Sharing the blame
When politicians take refuge in attacking the media, it is always a sure sign they have done something morally wrong. So it was no surprise to see Urban Councillors accuse the press of irresponsibly covering their secret purchase of shares in Kwong On Bank, a company headed by council chairman Dr Ronald Leung Ding-bong.
The hypocrisy of such councillors knows no bounds. Having initially refused to answer reporters' questions on the affair, they now blame the media for the minor inaccuracies that were a direct result of their own evasiveness.
Rather than follow the lead of the Democratic Party, which managed to salvage some dignity by apologising for its members' involvement, the councillors instead had the gall to criticise the party for its expression of contrition. If those involved really had nothing to hide, they would have welcomed councillor Chan Tim-shing's call for an independent inquiry rather than criticising and rejecting it.

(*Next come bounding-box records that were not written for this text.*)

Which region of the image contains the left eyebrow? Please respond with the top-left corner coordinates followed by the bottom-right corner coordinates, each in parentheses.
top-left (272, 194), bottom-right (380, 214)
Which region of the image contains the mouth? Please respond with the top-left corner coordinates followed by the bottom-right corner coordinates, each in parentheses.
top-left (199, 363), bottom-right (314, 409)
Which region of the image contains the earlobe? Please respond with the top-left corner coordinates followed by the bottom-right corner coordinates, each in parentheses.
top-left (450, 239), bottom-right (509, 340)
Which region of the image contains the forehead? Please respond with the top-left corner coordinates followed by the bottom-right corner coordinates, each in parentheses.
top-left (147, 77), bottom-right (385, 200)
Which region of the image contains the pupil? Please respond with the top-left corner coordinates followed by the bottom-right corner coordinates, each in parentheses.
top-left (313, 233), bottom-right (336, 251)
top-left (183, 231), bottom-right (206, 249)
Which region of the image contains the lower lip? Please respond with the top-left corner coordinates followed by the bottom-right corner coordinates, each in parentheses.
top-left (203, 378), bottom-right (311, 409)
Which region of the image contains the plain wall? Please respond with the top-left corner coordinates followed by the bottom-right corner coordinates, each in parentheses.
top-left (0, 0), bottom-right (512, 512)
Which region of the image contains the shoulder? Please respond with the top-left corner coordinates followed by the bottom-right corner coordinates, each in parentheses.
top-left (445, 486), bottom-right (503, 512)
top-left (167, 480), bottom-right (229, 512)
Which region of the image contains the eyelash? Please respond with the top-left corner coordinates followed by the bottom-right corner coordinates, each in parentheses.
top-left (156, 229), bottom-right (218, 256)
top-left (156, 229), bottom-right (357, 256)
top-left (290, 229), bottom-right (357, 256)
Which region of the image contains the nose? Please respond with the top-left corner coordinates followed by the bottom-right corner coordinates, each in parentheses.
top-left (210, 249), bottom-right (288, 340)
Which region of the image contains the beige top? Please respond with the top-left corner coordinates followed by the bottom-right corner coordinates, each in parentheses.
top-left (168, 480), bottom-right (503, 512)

The Urban Councillors clearly believe the media has no business investigating such matters. Dr Leung made as much clear with his extraordinary warning: 'If the media is not responsible, I won't support press freedom.' That displays a dangerous intolerance which is especially damaging at this sensitive stage in the transition. The media has played a valuable role in this affair, exposing a potential conflict of interest between the councillors' personal finances and public duties.
Rather than shoot the messenger, the correct response should be to examine what has gone wrong and concentrate on drawing up a comprehensive code of conduct for councillors that will prevent similar incidents in the future.
The Stock Exchange should also re-examine listing regulations that allowed such a large tranche of Kwong On Bank shares to be sold to institutional investors, some of which ended up in the hands of the councillors', when the public offering was 23 times over-subscribed.
There are many lessons from this unfortunate affair. But, judging from the councillors' reaction so far, they have no interest in learning them.